Barbra entered the recording studio on February 1, 1965 to record three songs from Mickey Leonard and Herbert Martin’s upcoming musical, The Yearling (which opened December 10th, 1965 at the Alvin Theatre and closed after only three performances. The Yearling was based on the Pulitzer winning novel about a boy and his pet fawn by Marjorie Kinnan Rawlings.) Streisand had already recorded their song “I’m All Smiles” for the People album. But when Marty Erlichman asked them to contribute material for the TV show, and when Barbra heard the tunes, she recorded them all!
“We rehearsed up at her apartment,” Leonard said. “Bob Mersey, her record producer, asked me who I wanted to arrange and conduct. I said I wanted my hero, my guru, Don Costa. Barbra didn’t know him, but Bob Mersey did, and said, ‘You’ve got him.’”
Costa had made a name for himself creating arrangements for Frank Sinatra and Steve Lawrence and Eydie Gormé, as well as a romantic, sweeping chart for Sarah Vaughan’s recording of “Snowbound” (which Streisand utilized later on her Christmas Memories album).
“Why Did I Choose You” was sung as a duet in The Yearling (“Why Did You Choose Me”), so Leonard and Martin altered the lyrics to serve Barbra’s solo rendition. Barbra also requested switching two words at the song’s climax. The original lyric was “And when I lost my heart so many years ago I lost it willingly and lovingly …” Leonard explained that “‘willingly’ is a closed sound, a very difficult word to sing up high; so she said, ‘It’s too hard, it’d be better if I switched the words and sang ‘lovingly’ at first.’ And that’s the way she did it.”
Barbra also recorded two versions of the same song at this session – “My Love” and “My Pa.” Martin wrote new lyrics for Streisand to sing (“My Love”), which also universalized the song. Barbra performed “My Pa” as a child would. Incidentally, “My Pa” was cut from The Yearling during out-of-town tryouts.
Barbra’s TV special, My Name is Barbra, was taped in New York in March and April 1965.
My Name is Barbra was broadcast on April 28th, and Columbia Records was running newspaper ads for the album, which hadn’t been completed yet. “Place your order now for Barbra Streisand’s exciting new Columbia album,” the ads announced. Then, below the temporary cover artwork, “See Barbra tonight” and the air-time and local network station My Name is Barbra would air on.
Streisand returned to the studio two more times to record songs for the Columbia soundtrack album – two days before and two days after the TV show aired on CBS.

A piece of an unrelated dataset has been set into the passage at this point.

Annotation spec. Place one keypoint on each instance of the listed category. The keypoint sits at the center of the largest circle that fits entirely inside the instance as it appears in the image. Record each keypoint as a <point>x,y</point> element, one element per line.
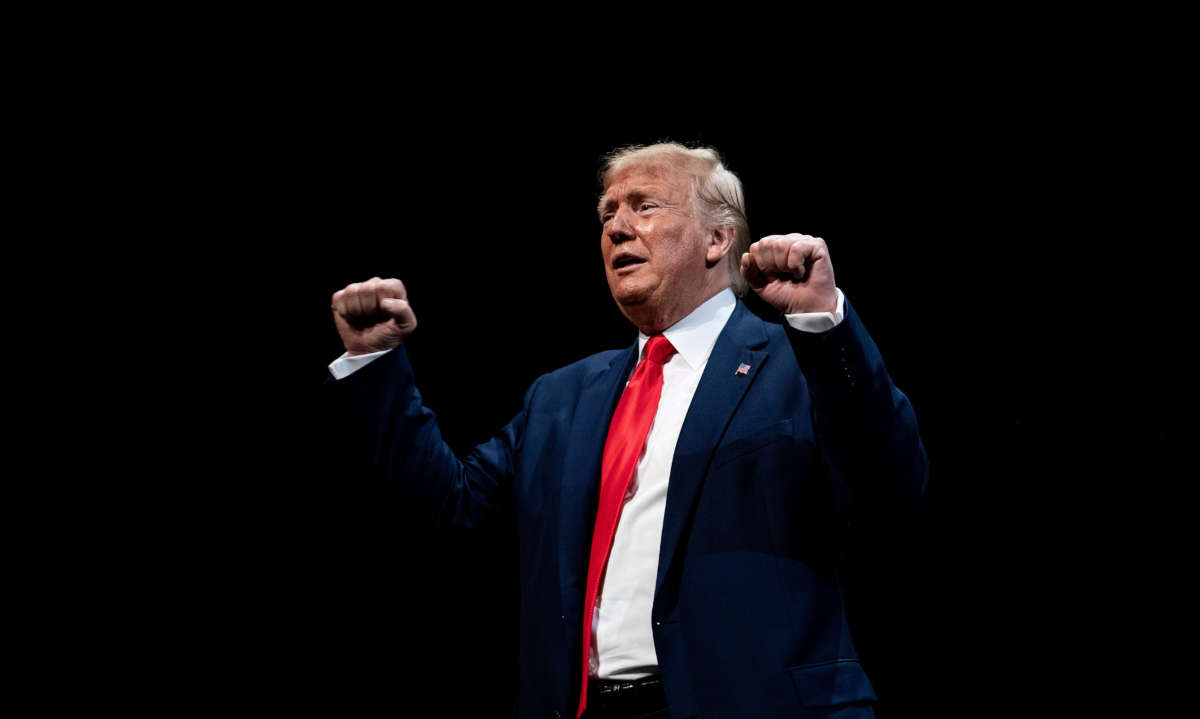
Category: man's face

Columnist Earl Wilson told his readers, “Barbra Streisand’s album, ‘My Name is Barbra,’ is a rush job – it hits the stand a week after being recorded.”
Wilson’s column was accurate – ten of the songs were recorded the week before the album came out. On Saturday and Sunday, May 1 and 2, Columbia’s engineers edited the album. Demo copies were messengered to Columbia and Barbra Streisand on Monday morning, May 3. The albums were then rushed to record stores later that day.
“We truly set a record for speed on that album,” said Warren Vincent, Columbia’s editing supervisor. “We worked nonstop for seventy-two hours.”
Out of the twelve tracks on the My Name is Barbra album, only seven appeared on the actual TV show.
In fact, before the age of CDs and digital music, My Name is Barbra, the LP, had an “intermission” between side one and side two. Side one ended Barbra’s sequence of childhood songs with the bitter-sweet “Where is the Wonder.” Listeners would walk over to their record player and flip the album over to side two. The hopeful, up-tempo “I Can See It” began the second side, which contained six songs an older girl/woman would sing.
It's unclear whose idea it was, but Streisand managed to release two My Name is Barbra albums between May and October 1965 (My Name is Barbra ... Two was the sequel). What’s genius about the My Name is Barbra albums is that Marty Erlichman probably knew CBS would repeat the TV special six months later and Barbra could, therefore, release two different albums duirng the months that the special aired.